For the modern man, it's the easiest way to avoid having your sins pointed out to you. In fact, there is a whole movement today within the Church whose first principle is to never offend anybody.
This movement often identifies itself as "Christian Ecumenism."
In Catholic terms, ecumenism refers to uniting all forms of Christianity, such as the Greek Orthodox Church and Protestants, to the one authentic Catholic Church.
The word "ecumenism" comes from the Greek word oikumenikos, which simply means "from the whole world" or "universal."
Today however, there is a modern form of ecumenism in the Church promoted by many liberal bishops at Vatican II. This modern ecumenism still claims to be working for the unity of all Christians, but at the expense of never offending any non-Catholics.
That's why you hear so many Catholic laity and clergy saying "Don't be offensive!" It's because they think that offending non-Catholics will drive them away and undermine Christian unity. So they refuse to say anything that might be offensive or judgmental.
For instance, nearly every Protestant church accepts contraception. For that matter, many Catholics accept contraception and defy the Church's teaching. Talking about contraception as an evil is taboo, so seminarians are often instructed to say nothing about contraception in their homilies because it might offend people who use it. Of course, this strategy doesn't do anything to help Christian unity because it doesn't address any of the problems that are the very causes of division.

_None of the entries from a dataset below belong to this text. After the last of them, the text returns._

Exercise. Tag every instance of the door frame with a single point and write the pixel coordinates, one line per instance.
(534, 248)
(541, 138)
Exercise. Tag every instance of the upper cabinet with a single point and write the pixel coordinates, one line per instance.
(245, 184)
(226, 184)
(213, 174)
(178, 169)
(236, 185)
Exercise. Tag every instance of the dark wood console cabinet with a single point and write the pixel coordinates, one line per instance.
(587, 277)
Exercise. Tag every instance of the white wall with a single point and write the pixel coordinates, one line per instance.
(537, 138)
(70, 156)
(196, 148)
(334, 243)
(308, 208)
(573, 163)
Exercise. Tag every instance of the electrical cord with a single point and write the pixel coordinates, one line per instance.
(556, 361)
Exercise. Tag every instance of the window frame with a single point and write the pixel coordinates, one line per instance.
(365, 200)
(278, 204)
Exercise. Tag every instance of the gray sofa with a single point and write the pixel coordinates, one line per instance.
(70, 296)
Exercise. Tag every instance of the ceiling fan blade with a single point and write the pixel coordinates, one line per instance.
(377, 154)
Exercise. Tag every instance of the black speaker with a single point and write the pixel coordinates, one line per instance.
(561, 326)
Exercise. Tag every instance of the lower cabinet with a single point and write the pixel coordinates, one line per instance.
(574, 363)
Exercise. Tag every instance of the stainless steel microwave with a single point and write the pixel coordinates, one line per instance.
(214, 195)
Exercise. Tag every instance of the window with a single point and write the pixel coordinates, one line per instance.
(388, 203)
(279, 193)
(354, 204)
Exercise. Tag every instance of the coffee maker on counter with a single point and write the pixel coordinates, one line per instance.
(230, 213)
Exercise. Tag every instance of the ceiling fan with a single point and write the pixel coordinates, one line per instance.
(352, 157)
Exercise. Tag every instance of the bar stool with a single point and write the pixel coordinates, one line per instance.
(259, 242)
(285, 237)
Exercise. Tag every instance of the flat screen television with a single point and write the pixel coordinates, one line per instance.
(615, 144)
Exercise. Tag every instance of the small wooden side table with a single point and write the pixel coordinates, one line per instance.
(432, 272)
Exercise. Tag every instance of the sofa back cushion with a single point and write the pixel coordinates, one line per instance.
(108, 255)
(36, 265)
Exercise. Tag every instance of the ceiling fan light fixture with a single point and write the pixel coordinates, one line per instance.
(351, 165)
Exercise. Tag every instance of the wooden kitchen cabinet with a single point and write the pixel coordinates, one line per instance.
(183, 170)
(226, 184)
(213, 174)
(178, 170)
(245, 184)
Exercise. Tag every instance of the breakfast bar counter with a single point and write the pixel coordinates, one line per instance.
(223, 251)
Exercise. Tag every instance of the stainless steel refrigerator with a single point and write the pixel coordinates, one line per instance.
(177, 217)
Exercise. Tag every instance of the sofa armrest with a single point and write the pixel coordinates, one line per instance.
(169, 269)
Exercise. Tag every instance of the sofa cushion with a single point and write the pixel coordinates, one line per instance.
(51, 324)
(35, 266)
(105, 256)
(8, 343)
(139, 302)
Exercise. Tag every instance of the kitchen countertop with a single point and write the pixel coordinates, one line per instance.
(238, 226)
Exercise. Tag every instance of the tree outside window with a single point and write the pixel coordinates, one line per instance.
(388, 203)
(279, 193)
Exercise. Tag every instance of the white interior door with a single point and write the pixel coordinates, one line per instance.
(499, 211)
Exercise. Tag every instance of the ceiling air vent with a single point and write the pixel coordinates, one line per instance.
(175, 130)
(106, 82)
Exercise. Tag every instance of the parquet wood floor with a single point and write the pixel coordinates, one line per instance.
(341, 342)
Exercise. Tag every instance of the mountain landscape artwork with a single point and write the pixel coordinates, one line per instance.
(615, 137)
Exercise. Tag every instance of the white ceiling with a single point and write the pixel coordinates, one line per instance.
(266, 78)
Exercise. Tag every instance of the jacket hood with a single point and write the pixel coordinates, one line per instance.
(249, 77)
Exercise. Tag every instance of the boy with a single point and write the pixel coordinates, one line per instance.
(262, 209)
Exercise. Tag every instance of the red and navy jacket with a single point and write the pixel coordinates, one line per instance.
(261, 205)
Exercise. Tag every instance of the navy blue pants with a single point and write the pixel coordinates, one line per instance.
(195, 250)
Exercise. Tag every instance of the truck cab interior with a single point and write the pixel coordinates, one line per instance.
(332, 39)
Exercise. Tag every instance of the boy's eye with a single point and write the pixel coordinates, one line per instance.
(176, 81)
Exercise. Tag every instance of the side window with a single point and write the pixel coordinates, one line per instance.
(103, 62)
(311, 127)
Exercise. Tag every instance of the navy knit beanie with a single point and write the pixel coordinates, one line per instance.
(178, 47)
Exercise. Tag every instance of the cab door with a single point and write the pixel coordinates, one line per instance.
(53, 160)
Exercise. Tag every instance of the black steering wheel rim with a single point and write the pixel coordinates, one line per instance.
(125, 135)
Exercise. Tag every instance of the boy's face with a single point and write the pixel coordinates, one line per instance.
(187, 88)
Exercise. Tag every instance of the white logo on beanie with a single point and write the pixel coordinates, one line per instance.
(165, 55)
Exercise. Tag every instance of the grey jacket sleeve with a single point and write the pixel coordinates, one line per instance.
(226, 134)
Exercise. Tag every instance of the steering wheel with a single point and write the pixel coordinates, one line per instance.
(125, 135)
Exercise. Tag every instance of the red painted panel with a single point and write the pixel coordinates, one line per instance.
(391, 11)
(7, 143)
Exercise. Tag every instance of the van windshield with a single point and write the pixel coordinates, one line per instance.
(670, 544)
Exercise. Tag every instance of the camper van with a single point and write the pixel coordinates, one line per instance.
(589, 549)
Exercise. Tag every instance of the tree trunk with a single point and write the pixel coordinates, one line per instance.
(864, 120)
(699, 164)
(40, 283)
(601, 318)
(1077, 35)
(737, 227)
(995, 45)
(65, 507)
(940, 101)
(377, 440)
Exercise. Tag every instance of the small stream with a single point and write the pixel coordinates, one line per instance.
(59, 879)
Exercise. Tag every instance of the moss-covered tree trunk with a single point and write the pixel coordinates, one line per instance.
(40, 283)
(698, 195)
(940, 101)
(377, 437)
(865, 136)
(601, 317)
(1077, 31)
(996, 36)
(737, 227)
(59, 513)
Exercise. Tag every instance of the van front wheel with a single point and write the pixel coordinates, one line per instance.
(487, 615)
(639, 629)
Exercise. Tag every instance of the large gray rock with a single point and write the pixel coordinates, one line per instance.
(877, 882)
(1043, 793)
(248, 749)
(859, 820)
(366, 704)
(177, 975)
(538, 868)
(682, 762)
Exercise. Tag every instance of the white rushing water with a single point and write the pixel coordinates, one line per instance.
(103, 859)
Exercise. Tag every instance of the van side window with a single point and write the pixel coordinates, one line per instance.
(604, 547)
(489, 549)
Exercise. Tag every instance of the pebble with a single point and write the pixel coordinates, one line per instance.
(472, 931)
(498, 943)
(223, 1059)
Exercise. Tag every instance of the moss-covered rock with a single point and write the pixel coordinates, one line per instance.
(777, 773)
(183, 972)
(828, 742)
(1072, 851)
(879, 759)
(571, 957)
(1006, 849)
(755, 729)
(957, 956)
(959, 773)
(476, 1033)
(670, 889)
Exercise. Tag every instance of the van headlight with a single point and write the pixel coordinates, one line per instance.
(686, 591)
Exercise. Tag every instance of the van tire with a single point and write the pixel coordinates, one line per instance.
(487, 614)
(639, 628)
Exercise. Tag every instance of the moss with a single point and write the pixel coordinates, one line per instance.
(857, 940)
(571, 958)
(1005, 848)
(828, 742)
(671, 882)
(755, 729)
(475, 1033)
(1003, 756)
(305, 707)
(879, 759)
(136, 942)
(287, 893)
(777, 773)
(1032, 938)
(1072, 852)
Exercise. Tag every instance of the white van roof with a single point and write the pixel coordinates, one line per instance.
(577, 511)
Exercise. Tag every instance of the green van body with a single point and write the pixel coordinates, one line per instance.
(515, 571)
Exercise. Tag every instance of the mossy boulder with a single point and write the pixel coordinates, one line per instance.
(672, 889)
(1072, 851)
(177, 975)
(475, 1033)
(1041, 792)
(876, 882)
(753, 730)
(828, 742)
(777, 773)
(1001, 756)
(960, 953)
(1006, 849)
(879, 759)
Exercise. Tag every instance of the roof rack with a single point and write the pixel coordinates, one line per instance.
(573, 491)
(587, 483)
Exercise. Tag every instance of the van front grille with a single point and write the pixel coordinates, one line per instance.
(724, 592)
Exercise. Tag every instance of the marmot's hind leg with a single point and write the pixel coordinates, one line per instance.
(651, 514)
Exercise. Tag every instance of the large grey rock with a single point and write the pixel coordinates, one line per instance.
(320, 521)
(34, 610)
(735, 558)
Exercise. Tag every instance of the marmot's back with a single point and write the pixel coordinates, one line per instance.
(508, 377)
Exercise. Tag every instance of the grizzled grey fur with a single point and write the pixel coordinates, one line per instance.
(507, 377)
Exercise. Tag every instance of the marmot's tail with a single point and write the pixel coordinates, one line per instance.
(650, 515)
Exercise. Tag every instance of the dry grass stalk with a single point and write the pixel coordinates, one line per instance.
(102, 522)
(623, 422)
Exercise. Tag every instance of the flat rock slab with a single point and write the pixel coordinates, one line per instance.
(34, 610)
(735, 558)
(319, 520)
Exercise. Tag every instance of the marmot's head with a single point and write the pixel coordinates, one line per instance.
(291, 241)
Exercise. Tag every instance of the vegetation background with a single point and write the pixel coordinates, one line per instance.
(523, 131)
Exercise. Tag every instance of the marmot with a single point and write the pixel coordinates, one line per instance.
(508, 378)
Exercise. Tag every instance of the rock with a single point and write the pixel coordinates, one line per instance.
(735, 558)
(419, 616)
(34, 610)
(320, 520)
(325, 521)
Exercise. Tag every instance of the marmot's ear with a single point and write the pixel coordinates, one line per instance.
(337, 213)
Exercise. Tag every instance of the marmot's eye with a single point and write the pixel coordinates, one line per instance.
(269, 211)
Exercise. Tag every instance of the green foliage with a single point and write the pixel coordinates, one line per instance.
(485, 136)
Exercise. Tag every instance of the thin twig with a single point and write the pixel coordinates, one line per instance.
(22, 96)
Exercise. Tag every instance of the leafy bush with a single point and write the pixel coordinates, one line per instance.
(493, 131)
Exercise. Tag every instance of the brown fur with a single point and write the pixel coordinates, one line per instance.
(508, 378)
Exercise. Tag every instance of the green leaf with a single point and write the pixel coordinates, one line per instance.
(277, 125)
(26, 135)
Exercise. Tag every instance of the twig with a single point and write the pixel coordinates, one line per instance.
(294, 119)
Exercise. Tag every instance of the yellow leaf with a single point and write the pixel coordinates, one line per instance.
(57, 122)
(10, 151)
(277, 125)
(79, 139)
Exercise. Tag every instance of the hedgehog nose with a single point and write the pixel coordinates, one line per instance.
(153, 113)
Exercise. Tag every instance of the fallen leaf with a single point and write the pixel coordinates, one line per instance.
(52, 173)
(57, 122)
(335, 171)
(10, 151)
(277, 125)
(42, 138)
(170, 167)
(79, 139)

Does this modern ecumenism even make sense as a debating tactic?
Not according to Bishop Athanasius Schneider, in his recent interview with ChurchMilitant.com. He said of modern ecumenism, "If the Apostles had followed this method of ecumenism, they would not have spread the Gospel."
His Excellency went on to compare evangelization to a doctor treating a very sick patient. "If a doctor hides something [from his patient], it would be irresponsible for him. You have to know what problems you have. We have to speak to the people of the problems of spiritual and mental illnesses of our time."
The bottom line is this: You can't help people unless you first identify their problems. It so happens that people don't like having their problems pointed out to them. But that doesn't change the fact that you still have a responsibility to help them and therefore to point out their problems.
Consider Bp. Schneider's example. If a doctor knew that his patient was suffering from liver cancer because of alcoholism but he neglected to tell his patient to stop drinking because it might "offend" the patient, wouldn't that make him a lousy doctor?
If people went to the doctor only to hear compliments, then doctors would get paid to lie, and nobody would ever be cured. Likewise because many Catholics, including Church leaders, refuse to say anything offensive, the authentic Faith is not being preached and many souls remain either outside the Church or in a state of apostasy.
Our Blessed Lord did not say "Don’t offend all nations." He said, "Go forth, and make disciples of all nations." (Learn more; watch our premium show Baptize All Nations.)
Catholics must put aside their irrational fear of offending people and appearing "judgmental" and work for true ecumenism. There is nothing to fear, because Our Lord promised to remain with us "even unto the consummation of the world."